> I'm not sure what the compensation model for recruiters is, but it seems to encourage bringing in as many candidates as possible over treating them with honesty and respect.
From experience dealing with recruiters for the last 25 years they universally lie to both sides to pocket the commission at all costs.
I drove 400 miles once to do an interview for a solution architect position. Got there and the company were recruiting an Oracle DBA. The recruiter had plain up lied because I had some Oracle experience on my CV. They assured me they would ream the recruiter and bought me lunch and gave me an Amazon voucher to cover the fuel and time though which was nice.
I drove to LA once to do an interview the next day after confirming with the in-house recruiter. When I got there they told me they didn’t think I was actually coming because they had already hired someone. Also they didn’t want to pay expenses despite offering to do so in their letter to me.
So I called up a consultant firm I knew in LA and sez, “hey I’m in town interviewing at X for Y, but I don’t like them and I wonder if you got any Y jobs" and they got me a (consultant) job as the technical lead for the job the X company had placed the other DBA at.

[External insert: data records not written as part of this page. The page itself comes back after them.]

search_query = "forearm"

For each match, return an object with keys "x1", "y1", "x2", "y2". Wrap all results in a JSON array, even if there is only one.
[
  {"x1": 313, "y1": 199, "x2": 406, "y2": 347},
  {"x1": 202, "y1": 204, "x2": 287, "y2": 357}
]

Later I had my attorney send a letter with my documentation to X company and settled up for time, expenses, and atty fees.
Hah! it was a 3 month DBA contract at an LA legal firm that specialized in converting publicly available data from court cases and data mining the results for various ordinary and/or predatory legal practices...I upgraded the SQL Server databases, fixed the document vector mining, fixed the license compliance issues (this was during the Business Software Alliance predatory compliance era). I didn’t want to continue because I didn’t like the culture, but I did work with the guy I supervised to help him achieve a perm position. I got paid, got my stipend, got my bonus, got my expenses with no delay after my attorney letter. The lying recruiter faded out of sight, I didn’t pay any attention to what happened to her because my pals at the consulting firm put me into a new contract immediately with a higher pay rate.
I’ve had third party recruiters contact me for Amazon roles, although I believe it was mainly sourcing and they passed you off to an internal recruiter if you got past the very basic sourcing screen. Apple, Google, Meta, and Microsoft were all internal-only in my experience.
with the the roles of recruiters being so metrics driven, most recruiters seem to be optimizing for funnel metrics. FAANG or not. But especially at FAANG where the number of recruiters and candidate pool is large that they prefer metrics.
The only good experience I have had with a 3rd party recruiter was when they put the name of the company in the email and I contacted that company directly.
It just doesn't work well to have a non technical person be the middle man between two technical people
I once went for an interview, setup by a recruitment agency, in a town nearby. The job looked great, and it was a step up for my career. It was for a mature company that made software for the oil drilling industry amongst other things.
The interview went well, the coding test was good. Finally, I were just chatting with the CEO, and he asked "So you're ok with spending 2 years on site in Kazakhstan?"
Needless to say we both agreed that it was a wasted interview and that the recruitment agency should have mentioned the Kazakstan bit...
From experience dealing with recruiters for the last 25 years they universally lie to both sides to pocket the commission at all costs.
I drove 400 miles once to do an interview for a solution architect position. Got there and the company were recruiting an Oracle DBA. The recruiter had plain up lied because I had some Oracle experience on my CV. They assured me they would ream the recruiter and bought me lunch and gave me an Amazon voucher to cover the fuel and time though which was nice.